October 11th, 2025 - Issue #139 - read online
👋 Welcome to Pursuit—your weekly pause for intentional living, self-discovery, and inner clarity. My name is Amir, and every week I share four carefully chosen ideas to help you design a more fulfilling life.
This week’s reflections:
👂🏼 Listening between the lines
🫶🏼 Advice I love about LOVE
🦸🏼♀️ What story are you telling about yourself?
🔒 Boundaries make intimacy possible
👂🏼 Listening between the lines
We think arguments are about words—but they’re actually about unspoken emotions. When someone says, “You never call,” the issue isn’t missed calls; it’s loneliness or feeling unloved. Defensiveness focuses on facts, but understanding comes from hearing what’s not being said.
Effective communication means decoding underlying feelings. Recognize when someone uses fear, obligation, or guilt (FOG) to sway you. Don’t react; pause and reflect.
True resolution comes from seeing clearly through the FOG—responding not to the words, but to the emotions beneath them.
🫶🏼 Advice I love about LOVE
All roads ultimately lead to the same place: Reality is one of ultimate unconditional boundless unwavering love. That is what you already are. The work is in seeing through the obstructions that cloud that truth.
The point is not to destroy the ego. Understand the ego and how it forms, be aware of it, loosen its power when it comes from lower energy states, magnify its power when higher energy states illuminate it, let it be a tool to achieve Love’s aims. Let life use life.
Heal yourself then raise the ceiling. Too much inner-work and past rumination can be counter-productive.

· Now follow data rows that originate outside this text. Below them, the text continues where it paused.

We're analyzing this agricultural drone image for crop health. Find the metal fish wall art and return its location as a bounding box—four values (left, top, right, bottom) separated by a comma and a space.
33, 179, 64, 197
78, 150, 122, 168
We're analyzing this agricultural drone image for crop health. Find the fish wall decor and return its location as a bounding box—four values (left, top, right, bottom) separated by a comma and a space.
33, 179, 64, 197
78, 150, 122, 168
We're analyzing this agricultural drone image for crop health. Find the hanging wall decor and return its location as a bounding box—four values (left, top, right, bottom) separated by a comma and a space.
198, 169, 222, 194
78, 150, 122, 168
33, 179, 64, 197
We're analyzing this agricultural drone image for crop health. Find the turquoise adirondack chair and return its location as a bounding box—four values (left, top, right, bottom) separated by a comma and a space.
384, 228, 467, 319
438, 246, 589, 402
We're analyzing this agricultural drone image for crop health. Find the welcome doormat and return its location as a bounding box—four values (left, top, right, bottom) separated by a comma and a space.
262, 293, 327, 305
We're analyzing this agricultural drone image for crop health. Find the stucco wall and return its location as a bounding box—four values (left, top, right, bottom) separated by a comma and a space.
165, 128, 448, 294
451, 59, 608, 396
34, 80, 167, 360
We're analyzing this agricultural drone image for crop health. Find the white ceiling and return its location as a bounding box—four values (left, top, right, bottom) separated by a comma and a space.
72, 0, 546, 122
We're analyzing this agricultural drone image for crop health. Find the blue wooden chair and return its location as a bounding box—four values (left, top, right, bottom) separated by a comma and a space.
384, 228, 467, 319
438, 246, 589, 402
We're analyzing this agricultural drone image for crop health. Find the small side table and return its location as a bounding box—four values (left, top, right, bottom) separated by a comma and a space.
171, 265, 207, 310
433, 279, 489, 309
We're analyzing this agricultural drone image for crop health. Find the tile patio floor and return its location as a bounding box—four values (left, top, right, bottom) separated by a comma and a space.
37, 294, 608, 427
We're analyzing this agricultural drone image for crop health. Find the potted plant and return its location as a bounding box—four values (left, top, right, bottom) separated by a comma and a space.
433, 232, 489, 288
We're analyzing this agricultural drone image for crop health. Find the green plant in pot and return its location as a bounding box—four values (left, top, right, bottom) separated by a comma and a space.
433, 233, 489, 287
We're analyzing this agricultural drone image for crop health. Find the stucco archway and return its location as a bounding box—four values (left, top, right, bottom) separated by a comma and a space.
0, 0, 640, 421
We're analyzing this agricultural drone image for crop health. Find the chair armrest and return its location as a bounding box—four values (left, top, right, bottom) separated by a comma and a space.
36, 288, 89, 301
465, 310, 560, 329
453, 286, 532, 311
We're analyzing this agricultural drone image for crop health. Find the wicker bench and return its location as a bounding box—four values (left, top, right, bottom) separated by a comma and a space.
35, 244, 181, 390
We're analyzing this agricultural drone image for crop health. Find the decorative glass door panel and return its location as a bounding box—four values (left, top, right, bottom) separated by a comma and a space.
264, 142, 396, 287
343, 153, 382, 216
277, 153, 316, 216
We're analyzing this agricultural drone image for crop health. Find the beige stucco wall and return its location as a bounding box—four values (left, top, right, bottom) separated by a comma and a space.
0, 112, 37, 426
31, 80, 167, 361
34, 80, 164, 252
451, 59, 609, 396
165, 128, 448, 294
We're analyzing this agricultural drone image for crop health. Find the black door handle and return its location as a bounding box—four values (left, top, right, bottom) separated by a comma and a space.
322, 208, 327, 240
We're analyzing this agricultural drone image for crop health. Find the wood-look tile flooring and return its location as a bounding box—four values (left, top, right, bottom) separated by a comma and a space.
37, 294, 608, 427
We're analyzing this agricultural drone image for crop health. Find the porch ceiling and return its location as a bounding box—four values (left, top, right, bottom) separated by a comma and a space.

Eventually you have to expose yourself to high stakes situations: falling in love, doing risky things, manifesting brighter futures. In this way you experientially teach your “parts/stories” to trust and surrender to your “Higher Self/ a new story”.
For things like love and the things they pour into (career, another person, a child, a dream) there’s no going halfway. Because love is about blind faith. You have to just send it. There’s no consolation prize for going halfway. It will not happen. You have to fully go into it.
🦸🏼♀️ What story are you telling about yourself?
We often underestimate the power of the narratives we create about our lives. But through time I’ve learned that how we tell our story determines how we live it.
People who consistently frame themselves as victims—blaming others or circumstances—rarely thrive. This narrative traps them, limiting their growth and keeping them stuck. True healing begins when we recognize our own role in shaping our experiences.
The language we use isn’t trivial—it shapes our reality. By shifting our story from victimhood to agency, we create a narrative that empowers rather than imprisons.
💪🏻 Power lives in every relationship
Power lives in every relationship, at work and at home. We speak often about expectations, boundaries, and trust, yet we speak less about power and when we do the focus tends to be abuse. There is another view. All relationships involve power, and it is neutral. It can harm and it can create. A helpful lens is the difference between power over and power to. Power over dominates or coerces. Power to is generative. It enables action and invites collaboration. The same income can illustrate both. In one partnership the higher earner decides where to live and how to spend. In another the same earnings fund a degree, a studio, or time to care for an ailing parent.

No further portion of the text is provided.